Lula sanciona PL Antifacção com vetos estratégicos: entenda quais pontos foram mantidos e quais ficaram de fora

Vetos visam evitar inconstitucionalidade e perda de receita da União

O Presidente da República, Luiz Inácio Lula da Silva (PT), sancionou o projeto de lei (PL) de combate às facções criminosas, conhecido como “PL antifacção”, mas optou por vetar dois pontos considerados polêmicos. Os vetos foram justificados por questões de inconstitucionalidade e pela proteção da receita da União.

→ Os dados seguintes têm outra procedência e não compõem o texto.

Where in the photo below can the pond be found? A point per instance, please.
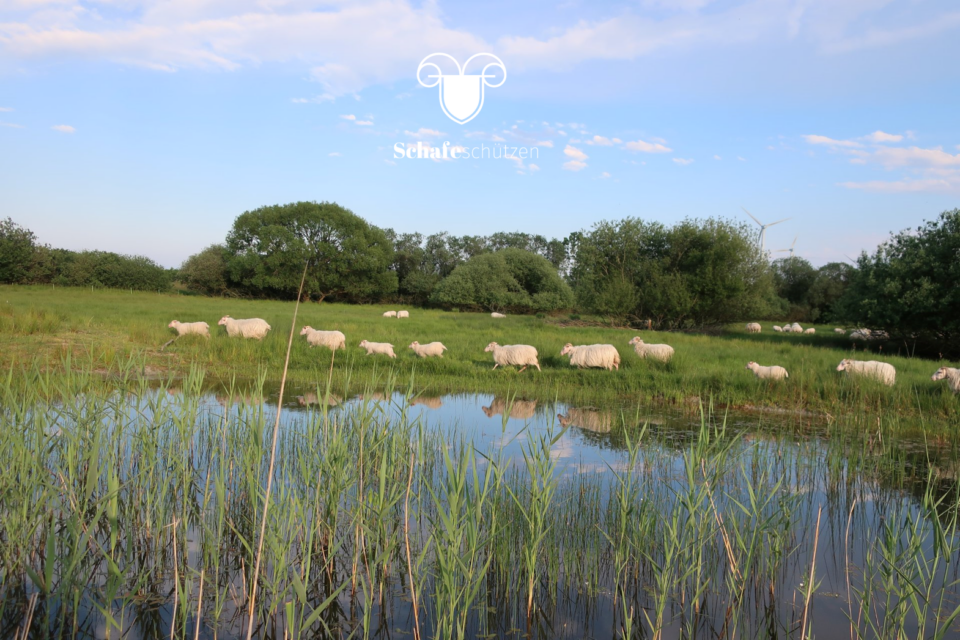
(137, 514)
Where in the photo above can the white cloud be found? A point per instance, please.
(880, 137)
(576, 154)
(647, 147)
(574, 165)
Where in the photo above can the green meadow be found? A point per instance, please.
(106, 327)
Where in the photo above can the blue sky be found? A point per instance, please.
(146, 127)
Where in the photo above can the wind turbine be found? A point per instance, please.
(761, 237)
(790, 250)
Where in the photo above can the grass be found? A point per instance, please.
(106, 327)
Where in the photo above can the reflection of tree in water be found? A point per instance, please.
(518, 409)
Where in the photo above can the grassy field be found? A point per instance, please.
(108, 326)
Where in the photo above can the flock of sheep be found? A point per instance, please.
(597, 356)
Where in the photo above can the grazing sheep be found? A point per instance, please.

Primeiro veto: Insegurança jurídica e sobreposição normativa

O primeiro veto se refere a um dispositivo que, segundo o governo, permitiria o enquadramento de indivíduos na nova lei mesmo sem comprovação de que integram organizações criminosas. O presidente argumentou que tal medida seria inconstitucional, pois penalizaria atos de pessoas alheias às facções, cujas condutas já estão previstas no Código Penal. A justificativa aponta para o risco de sobreposição normativa e insegurança jurídica.

Segundo veto: Proteção da receita federal

O segundo ponto vetado diz respeito à destinação de recursos e produtos apreendidos do crime organizado para um fundo dos Estados e do Distrito Federal. O governo considerou que essa medida implicaria na perda de receita para a União, o que contraria o interesse público. A justificativa destaca a importância desses recursos para o Fundo Nacional de Segurança Pública e para a modernização do sistema prisional.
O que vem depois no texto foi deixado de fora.